UI professor to teach and conduct research in India as a Fulbright scholar

February 21st, 2020

Anita Jung, assistant professor in the School of Art and Art History, poses for a photo in the University of Iowa Visual Arts Building 

The University of Iowa is thrilled to announce that Anita Jung, assistant professor in the School of Art and Art History at the University of Iowa, has been selected as a Fulbright Scholar to India for the 2020-21 academic year.

Jung is one of more than 800 U.S. citizens who will teach, conduct research, or provide expertise abroad for the 2020-2021 academic year through the Fulbright U.S. Scholar Program. Recipients of Fulbright awards are selected based on academic and professional achievement as well as a record of service and demonstrated leadership in their respective fields.

“Since 2006, I have taken short trips to India, four times with students on the winter program to Delhi, Jaipur, Agra, and Tamil Nadu, and two independent trips to Baroda, Delhi, Kolkata, and Santiniketan,” said Jung. “India has been a tremendous influence on my thinking and it has deeply affected my creative practice.”

“India has been a tremendous influence on my thinking and it has deeply affected my creative practice.”

During her nine-month Fulbright fellowship to India, Jung will study fine art and craft print traditions, and teach during the fall term at Maharaja Sayajirao University of Baroda in the city of Vadodara, in Gujarat state.

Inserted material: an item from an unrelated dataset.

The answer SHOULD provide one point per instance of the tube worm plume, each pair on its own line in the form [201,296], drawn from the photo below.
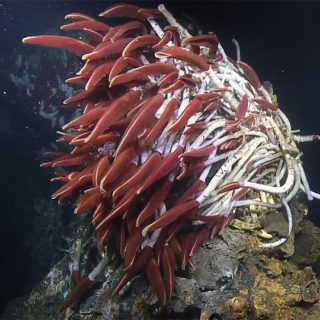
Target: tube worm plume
[172,137]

“MSU-Baroda is a prestigious institution, especially for fine art printmaking. This experience will provide the platform for meaningful cultural exchange and immersion with artist students and colleagues in the field of printmaking and support a documentary video that I will be creating about fine art printmaking in India. My research is in printmaking. Philosophically, I am interested in contemplative approaches in making art to understand today’s world; our histories and ideologies as individuals, as nations, as a global entity. Reflections upon the environment and climate change; immigration practices and acts of war. Longtime interests within my work have focused upon what it means to be an artist, the responsibility and ecological impact of making, aspects of the ephemeral, the erased, the covered, the overlooked, the in-between, the discarded, the disappeared, and most of all, the complex complicity of being alive during this particular time and place."

After she returns, Jung will use her research to augment her existing courses at the University of Iowa, and hopes to create the potential for new curriculum, as well as more faculty-led study abroad opportunities for students.

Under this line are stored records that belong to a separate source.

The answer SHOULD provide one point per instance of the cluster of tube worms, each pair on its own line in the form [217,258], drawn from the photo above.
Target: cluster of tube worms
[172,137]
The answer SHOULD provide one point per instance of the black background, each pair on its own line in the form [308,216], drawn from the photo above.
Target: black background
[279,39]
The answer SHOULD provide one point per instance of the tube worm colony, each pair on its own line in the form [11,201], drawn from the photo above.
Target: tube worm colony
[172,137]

“I enjoy developing new courses and revising course content to be more inclusive as art supports the ability to understand the cultural, historical, political, socio-economic, and international dynamics of a complex country such as India,” said Jung.

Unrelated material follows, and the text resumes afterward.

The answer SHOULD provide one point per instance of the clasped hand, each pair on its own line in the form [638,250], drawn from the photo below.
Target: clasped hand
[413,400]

While the ultimate goal of her documentary is to deepen viewers' understanding of contemporary Indian printmaking, Jung’s video project will also expose international audiences to the excellence of the University of Iowa Stanley Museum of Art’s Waswo Collection, a remarkable and unique holding of contemporary fine art graphics from India, comprised of over 300 works by more than a hundred artists of the Indian subcontinent.

“The Fulbright provides the opportunity for me to study this collection and share it well beyond India and Iowa through a documentary. Dr. Joyce Tsai, the current chief curator of the University of Iowa Stanley Museum of Art, is organizing an exhibition that focuses on the Waswo X. Waswo Collection of Indian Printmaking to open in 2023/24. As part of the planning for the exhibition, Dr. Tsai and I will organize a symposium on the art, culture, and contemporary history of India.” 

In preparing her Fulbright application, Jung credits her fellow colleagues for their support and the university's extensive resources and services.

“I relied heavily on International Programs staff members. Both UI Fulbright Advisor Karen Wachsmuth and International Programs Grants Administrator Ann Knudson read, edited, and advised me extensively in developing my application. My colleagues in the South Asian Studies Program, as well as former Fulbright-Nehru Fellows, further assisted me in preparing my proposal and asking thought-provoking questions. Marc Armstrong and Cristina Getz, associate deans in the College of Liberal Arts and Sciences, were also supportive in my pursuing this endeavor.”

University faculty members at all stages of their careers can apply to become Fulbright Scholars. Grant recipients can teach, do research abroad, or a combination of both for time periods ranging from 2-6 weeks up to a semester or entire year.